My Mother

there you lay
in your cradled bed
unable to move

hair thin,
skin frail,
bones sagging,
your eyes open
but, so far away

perhaps you are where i
remember you best,
smiling,
on your knees on the carpeted floor,
round, radiant summer skirt,
spread about like a pool

Venus

Venus wears a diadem
tangled in her outspread hair.
I saw her rise above the hill
and life was not the same again.

Her hair, the night,
deep and black,
yours the dawn.
the sun on fire.

Venus rules the lovers knot.
We lay entwined beneath her spell
and lingered by her flaming fires
where passion is a sacrament.

Now Pan is here.
He came at dawn.
I scent him on the morning air
as I lay sweating in your arms.

Diamonds are dust compressed,
lust and love are all the same.
What I say I say with touch,
words of love without a sound.

Pan is dancing through our sheets
and Venus shines and smiles above.

The Bed

this daily journey, marked by constant icy rain,
filling streams and hiding tears,
brings me to this silent bed again

outside the windows, blossoms slowly fall in gentle wind
but these are not the flowers she see
as she leaves here, by degrees

The Enigma of Anne

While plague after plague swept through the city
Winnowing lives, like corn, without pity,
The gallows stood close, the axe was not dulled,
While I, by the peace of Avon was lulled.
The play is the thing, all life is a play,
Three days and nights on horse-back away.
All journeys end in true lovers greeting.
Where the bee sucks our pleasures were fleeting,
Violets, eglantine, sweet summer wine,
Came with their season and then he was mine.
Spring time is gone, winter’s cold, he is dead.
I dream in the depths of our second best bed.

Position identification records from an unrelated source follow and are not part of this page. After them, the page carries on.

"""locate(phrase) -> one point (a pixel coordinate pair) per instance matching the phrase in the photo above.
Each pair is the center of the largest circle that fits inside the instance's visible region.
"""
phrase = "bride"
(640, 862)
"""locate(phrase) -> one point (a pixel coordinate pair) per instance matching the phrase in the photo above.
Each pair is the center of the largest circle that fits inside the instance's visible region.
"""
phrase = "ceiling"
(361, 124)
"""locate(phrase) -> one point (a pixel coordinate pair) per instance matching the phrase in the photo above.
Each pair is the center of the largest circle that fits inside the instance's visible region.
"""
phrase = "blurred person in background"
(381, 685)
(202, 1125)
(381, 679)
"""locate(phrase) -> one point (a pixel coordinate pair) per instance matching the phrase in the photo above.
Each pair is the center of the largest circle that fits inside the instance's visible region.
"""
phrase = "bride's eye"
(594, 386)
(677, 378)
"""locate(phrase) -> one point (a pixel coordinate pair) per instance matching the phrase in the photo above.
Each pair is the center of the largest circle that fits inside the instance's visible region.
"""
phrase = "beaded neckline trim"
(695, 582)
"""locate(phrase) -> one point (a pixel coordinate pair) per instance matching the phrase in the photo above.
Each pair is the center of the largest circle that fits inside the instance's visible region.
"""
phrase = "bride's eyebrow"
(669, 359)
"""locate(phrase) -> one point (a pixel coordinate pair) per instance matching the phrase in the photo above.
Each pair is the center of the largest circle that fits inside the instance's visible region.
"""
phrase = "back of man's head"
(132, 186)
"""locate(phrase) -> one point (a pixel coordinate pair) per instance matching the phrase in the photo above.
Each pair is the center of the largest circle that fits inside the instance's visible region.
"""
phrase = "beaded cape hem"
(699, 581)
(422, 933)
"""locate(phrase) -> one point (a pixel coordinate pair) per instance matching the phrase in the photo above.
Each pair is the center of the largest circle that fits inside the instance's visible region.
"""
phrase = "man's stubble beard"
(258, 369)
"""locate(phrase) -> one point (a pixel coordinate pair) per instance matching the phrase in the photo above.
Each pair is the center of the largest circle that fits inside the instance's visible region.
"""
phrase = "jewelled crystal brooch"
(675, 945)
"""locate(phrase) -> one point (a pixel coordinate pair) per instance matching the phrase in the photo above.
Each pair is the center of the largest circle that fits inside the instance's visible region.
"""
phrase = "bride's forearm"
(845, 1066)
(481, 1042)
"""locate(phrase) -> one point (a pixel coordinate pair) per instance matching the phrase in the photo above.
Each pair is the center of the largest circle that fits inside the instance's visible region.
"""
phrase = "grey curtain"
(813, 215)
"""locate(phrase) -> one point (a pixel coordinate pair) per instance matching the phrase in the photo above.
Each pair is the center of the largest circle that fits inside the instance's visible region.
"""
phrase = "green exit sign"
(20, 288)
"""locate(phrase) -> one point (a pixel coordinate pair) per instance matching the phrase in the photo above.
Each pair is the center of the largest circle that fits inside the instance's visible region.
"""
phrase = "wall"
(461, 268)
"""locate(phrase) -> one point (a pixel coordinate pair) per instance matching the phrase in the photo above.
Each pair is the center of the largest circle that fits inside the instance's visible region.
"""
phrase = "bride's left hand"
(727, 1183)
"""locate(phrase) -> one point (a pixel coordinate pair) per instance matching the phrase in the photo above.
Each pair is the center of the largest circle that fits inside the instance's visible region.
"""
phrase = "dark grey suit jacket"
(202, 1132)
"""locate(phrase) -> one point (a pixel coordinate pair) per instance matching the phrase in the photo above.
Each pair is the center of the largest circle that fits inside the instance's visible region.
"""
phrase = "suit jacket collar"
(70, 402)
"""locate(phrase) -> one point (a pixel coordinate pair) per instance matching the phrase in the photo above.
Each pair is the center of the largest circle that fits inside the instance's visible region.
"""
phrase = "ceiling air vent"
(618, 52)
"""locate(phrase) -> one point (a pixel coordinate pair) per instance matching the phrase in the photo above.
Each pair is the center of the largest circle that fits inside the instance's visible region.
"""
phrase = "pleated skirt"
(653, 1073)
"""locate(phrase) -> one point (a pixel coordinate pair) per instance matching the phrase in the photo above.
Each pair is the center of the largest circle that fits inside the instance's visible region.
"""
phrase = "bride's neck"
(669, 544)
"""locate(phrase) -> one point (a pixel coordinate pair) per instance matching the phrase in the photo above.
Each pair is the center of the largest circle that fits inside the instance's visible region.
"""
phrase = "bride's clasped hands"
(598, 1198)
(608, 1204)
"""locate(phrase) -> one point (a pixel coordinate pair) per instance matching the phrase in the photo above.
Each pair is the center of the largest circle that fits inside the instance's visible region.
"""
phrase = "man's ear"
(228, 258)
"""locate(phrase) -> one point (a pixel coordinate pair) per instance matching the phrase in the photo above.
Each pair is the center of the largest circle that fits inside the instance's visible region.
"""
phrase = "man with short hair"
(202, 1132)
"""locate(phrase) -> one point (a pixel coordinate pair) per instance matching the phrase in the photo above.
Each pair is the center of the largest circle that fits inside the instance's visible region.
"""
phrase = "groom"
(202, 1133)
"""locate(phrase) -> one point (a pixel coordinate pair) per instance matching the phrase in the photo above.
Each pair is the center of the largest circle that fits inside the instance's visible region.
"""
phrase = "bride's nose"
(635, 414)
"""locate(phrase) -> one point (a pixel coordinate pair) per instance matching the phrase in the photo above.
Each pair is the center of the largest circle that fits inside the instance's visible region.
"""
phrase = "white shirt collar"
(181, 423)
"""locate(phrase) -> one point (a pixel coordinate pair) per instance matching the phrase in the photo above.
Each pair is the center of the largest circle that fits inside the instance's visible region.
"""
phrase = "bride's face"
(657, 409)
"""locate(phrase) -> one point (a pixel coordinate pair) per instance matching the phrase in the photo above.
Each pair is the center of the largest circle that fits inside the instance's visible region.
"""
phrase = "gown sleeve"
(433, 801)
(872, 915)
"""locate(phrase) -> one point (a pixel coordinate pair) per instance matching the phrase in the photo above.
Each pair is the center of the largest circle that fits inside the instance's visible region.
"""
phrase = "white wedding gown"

Seasons keep turning, and little remains
but wise words from sweet Will, who won’t come again.

 

The Visions Nightly Gather

the visions nightly gather
around my mother’s bed
she fears to lose the light
she huddles like a child
who needs a low lit lamp
and dreads the lullaby
she hides inside the story books
and keeps the bell at hand
her bedside charms are bastions
against that other land

the visions nightly gather
around my mother’s bed
she knows that all her visitors
are shadows of the dead

The Old Man

Four cottages stood in a silent row
out on the windswept lonely moor.
People came and people went
but no one came to the old mans door.

The old mans home stood empty now
autumn leaves littered the floor
a smell of must hung in the air,
winters damp and lack of care.

Seeking a home I entered in
Knowing nothing at all of him.
Like an intruder i climbed the stair
to a room, quiet, stark and bare.

An empty bed, the covers pulled back
an empty chair, a water glass
half full, a film of tired dust.
A hollow, a dip at the pillows heart,

round imprint of a sleeping head,
all that is left of the old man, dead.